Interessante reflexão. Também sou das "histórias" e também me estava a escapar essa subtileza da evolução da leitura oral para a leitura mental, se assim se pode dizer. Realmente é curioso e esse fenómeno da ler para dentro, com as consequentes sinapses que terá criado na mente humana no sentido do auto-conhecimento, da interiorização, da consciencialização de um eu subjectivo e criador, pode estar relacionado com o que acabaria por resultar no primado (humanista, potenciado pelo cristianismo original) do indivíduo, da dignidade e da liberdade individual, que hoje se verifica, pelo menos na cultura ocidental. Enfim, já estou a divagar, mas é realmente uma questão curiosa.
Já quando a Theresa refere que «Não se compra um livro de ciência, um livro de literatura, um livro de história», não concordo tanto com este pessimismo. Diria antes que nunca houve tanta apetência por leitura de qualidade e obras de não-ficção, ensaio, ciências sociais, economia, etc. É pelo menos a minha percepção, que fui dois anos livreiro até há pouco tempo e que também tento andar atento a esta coisa dos livros. Ainda estamos longe dos níveis de outros países europeus, em termos de literacia ou leitura, mas tem havido uma evolução enorme nestas áreas no nosso país desde 74, sobretudo com democratização do ensino universitário, com o aumento do poder de compra da população em geral e com a óbvia questão da liberdade de publicar e de ler. O Eça falava de um país com 70 ou 80 por cento de analfabetos...
Por outro lado, antes o Nicholas Sparks que coisa nenhuma... sempre pode constituir um ponto de partida para leituras mais interessantes e profundas. No caso dos romances históricos, tive vários casos de gente lá na livraria que evoluiu do Codex 632 para o Baudolino com muito prazer e que depois vinha agradecer a orientação e o facto de lhes ter proporcionado entrada no riquíssimo universo literário do Eco.
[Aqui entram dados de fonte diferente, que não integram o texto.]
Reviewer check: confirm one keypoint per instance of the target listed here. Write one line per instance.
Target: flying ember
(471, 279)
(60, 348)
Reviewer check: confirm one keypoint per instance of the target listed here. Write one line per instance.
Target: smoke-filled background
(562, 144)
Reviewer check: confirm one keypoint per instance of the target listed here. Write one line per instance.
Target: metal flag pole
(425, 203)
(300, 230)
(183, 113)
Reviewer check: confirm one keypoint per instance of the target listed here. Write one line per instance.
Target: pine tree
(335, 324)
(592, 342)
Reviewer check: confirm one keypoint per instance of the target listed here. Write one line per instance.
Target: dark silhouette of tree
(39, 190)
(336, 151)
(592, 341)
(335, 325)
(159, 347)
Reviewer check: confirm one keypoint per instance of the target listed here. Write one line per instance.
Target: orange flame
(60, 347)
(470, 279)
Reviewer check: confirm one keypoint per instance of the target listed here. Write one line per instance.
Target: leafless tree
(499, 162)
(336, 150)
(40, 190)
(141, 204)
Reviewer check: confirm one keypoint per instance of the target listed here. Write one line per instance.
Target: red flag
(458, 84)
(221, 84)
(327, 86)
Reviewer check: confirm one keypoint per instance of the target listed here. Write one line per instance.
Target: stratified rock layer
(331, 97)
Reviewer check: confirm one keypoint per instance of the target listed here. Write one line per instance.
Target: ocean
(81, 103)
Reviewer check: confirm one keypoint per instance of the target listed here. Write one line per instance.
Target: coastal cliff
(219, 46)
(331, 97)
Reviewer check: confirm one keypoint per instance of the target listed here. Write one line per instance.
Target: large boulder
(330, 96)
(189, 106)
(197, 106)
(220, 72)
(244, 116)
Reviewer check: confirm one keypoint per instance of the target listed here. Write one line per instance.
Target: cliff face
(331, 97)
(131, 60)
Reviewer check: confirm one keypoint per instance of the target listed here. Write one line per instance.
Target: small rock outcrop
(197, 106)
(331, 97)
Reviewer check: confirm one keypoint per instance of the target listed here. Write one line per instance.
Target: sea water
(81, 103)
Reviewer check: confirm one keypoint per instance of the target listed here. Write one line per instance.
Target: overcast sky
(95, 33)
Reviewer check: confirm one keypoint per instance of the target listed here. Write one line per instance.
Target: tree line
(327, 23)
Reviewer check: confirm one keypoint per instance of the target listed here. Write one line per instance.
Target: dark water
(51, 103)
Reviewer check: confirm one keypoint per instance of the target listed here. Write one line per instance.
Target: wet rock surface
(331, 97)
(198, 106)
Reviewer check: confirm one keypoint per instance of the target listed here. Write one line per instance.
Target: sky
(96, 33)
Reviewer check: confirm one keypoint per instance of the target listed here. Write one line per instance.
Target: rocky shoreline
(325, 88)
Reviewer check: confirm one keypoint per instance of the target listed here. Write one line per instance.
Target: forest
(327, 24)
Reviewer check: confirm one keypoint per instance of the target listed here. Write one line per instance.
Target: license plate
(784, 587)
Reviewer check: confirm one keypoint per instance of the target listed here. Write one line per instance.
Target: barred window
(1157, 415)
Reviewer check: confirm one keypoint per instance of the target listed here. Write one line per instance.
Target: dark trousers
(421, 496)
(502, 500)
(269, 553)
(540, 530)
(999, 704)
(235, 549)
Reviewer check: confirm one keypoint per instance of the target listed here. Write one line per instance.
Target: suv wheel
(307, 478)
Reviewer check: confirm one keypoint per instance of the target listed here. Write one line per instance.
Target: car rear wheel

theresa S. de Castello Branco 1 de abril de 2009 às 09:59  

É coisa de espantar, não é? Eu continuo a meditar sobre a revolução que foi essa descoberta da leitura mental. Fiz a experiência, li um trecho alto, e a evidência é tal que apetece dizer, mas sua burra, como é que não percebeste isto à mais tempo. Griep desenvolve esta questão e ainda estou a entrar nela. Quando souber um pouco mais, talvez escreva mais sobre este assunto. Não sei bem como dizer, mas são estas revelações, que me fazem quase vir as lágrimas aos olhos, que eu queria que outros soubessem, que outros partilhassem o espanto, sentissem a veneração pelo que o espírito humano fez para crescer, e foi isso que me fez escrever o que se seguiu. Bem sei que o Eça exagerava, e na altura as condições eram diferentes, também sinto que há uma diferença no clima intelectual, mas ainda tenho as minhas duvidas quanto ao gosto pelo saber. Sobretudo pelo gosto de aprofundar. Em matéria de romance histórico permita-me que lhe sugira a leitura do livro de uma autora pouco conhecida e lida, mas que é de agradável leitura e deita alguma luz sobre um dos assuntos que o interessa, a vocação religiosa. O livro chama-se “O mosteiro e a coroa”. Irei em breve à sua casa virtual. Até lá. Theresa

theresa S. de Castello Branco 1 de abril de 2009 às 10:02  

É coisa de espantar, não é? Eu continuo a meditar sobre a revolução que foi essa descoberta da leitura mental. Fiz a experiência, li um trecho alto, e a evidência é tal que apetece dizer, mas sua burra, como é que não percebeste isto há mais tempo. Griep desenvolve esta questão e ainda estou a entrar nela. Quando souber um pouco mais, talvez escreva mais sobre este assunto. Não sei bem como dizer, mas são estas revelações, que me fazem quase vir as lágrimas aos olhos, que eu queria que outros soubessem, que outros partilhassem o espanto, sentissem a veneração pelo que o espírito humano fez para crescer, e foi isso que me fez escrever o que se seguiu. Bem sei que o Eça exagerava, e na altura as condições eram diferentes, também sinto que há uma diferença no clima intelectual, mas ainda tenho as minhas duvidas quanto ao gosto pelo saber. Sobretudo pelo gosto de aprofundar. Em matéria de romance histórico permita-me que lhe sugira a leitura do livro de uma autora pouco conhecida e lida, mas que é de agradável leitura e deita alguma luz sobre um dos assuntos que o interessa, a vocação religiosa. O livro chama-se “O mosteiro e a coroa”. Irei em breve à sua casa virtual. Até lá. Theresa

J 1 de abril de 2009 às 14:26  

Obrigado pela sugestão, vou pesquisar melhor essa dica. E será sempre bem-vinda ao meu blog. Ultimamente não tenho tido muito tempo para o actualizar, mas pode ser que tenha algo que lhe interesse nos arquivos.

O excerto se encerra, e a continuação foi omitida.